After a four-year hiatus between studio albums, Welch and company came roaring back with 2015’s “How Big, How Blue, How Beautiful,” a searing record that became their first No. 1 on the Billboard 200. “High As Hope,” which releases Friday, arrives after a shorter break, but Welch nonetheless has experienced considerable change since that last album: She turned 30 in 2016 and she’s officially sober. She’s been baring her soul for a living for more than a decade now, and it’s an older and wiser Welch who gives the these 10 tracks their emotional core.
As expected, Welch’s vocals are top-notch throughout, giving the mostly mid-tempo album the kinetic energy it needs to not feel too sluggish. From the way she creaks and groans on the brooding “Big God” to the angelic harmonies on “Sky Full of Song,” she exudes a level of personality and skill that transcend vocal runs and high notes — though she’s very good at those, too.

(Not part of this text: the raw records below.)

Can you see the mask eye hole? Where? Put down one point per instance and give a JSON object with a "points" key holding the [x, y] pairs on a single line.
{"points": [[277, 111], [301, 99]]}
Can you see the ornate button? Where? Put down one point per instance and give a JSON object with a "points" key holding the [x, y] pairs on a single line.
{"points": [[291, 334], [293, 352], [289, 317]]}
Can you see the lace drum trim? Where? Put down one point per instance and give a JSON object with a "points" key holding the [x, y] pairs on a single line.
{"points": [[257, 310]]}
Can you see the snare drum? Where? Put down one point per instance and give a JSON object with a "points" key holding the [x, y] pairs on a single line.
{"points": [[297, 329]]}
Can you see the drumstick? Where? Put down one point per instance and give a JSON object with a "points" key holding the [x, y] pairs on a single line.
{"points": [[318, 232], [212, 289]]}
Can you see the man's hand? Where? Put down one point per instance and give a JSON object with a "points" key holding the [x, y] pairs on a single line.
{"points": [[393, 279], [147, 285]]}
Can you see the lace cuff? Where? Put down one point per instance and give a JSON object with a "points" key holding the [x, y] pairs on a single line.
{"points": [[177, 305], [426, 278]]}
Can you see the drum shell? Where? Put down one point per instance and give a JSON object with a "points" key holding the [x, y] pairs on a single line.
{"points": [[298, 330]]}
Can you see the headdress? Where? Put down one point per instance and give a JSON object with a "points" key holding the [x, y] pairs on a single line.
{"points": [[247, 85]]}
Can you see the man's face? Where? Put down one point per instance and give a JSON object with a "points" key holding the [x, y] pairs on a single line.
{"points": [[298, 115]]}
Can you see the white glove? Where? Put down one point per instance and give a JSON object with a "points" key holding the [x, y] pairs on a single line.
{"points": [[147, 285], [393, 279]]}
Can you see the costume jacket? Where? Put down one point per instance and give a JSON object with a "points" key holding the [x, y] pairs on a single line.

While her songs have always come from a personal place, Welch displays a lyrical fearlessness wrought from life experience. “At 17 I started to starve myself,” she sings with both vulnerability and confidence on the confessional “Hunger,” in reference to her very real eating disorder. On “The End of Love,” she openly contemplates her grandmother’s suicide (“I threw myself on the balcony/Like my grandmother so many years before me”), while “Grace” is a personal apology (“You were the one I treated the worst/Only because you loved me the most”).
The songs on “High as Hope” don’t have as much youthful urgency of past anthems, but Welch’s thoughtful words and the raw power of her melodies keep the songs compelling. The lush production by Emile Haynie (Lana Del Rey) and Welch herself (her first production credit) bolster each song with sweeping atmosphere, and Kamasi Washington’s horn arrangements match Welch’s vigor on the gospel-tinged “100 Years” and the nostalgic “South London Forever.” But even with the massive instrumentation, it’s clear that Florence is the engine of this Machine.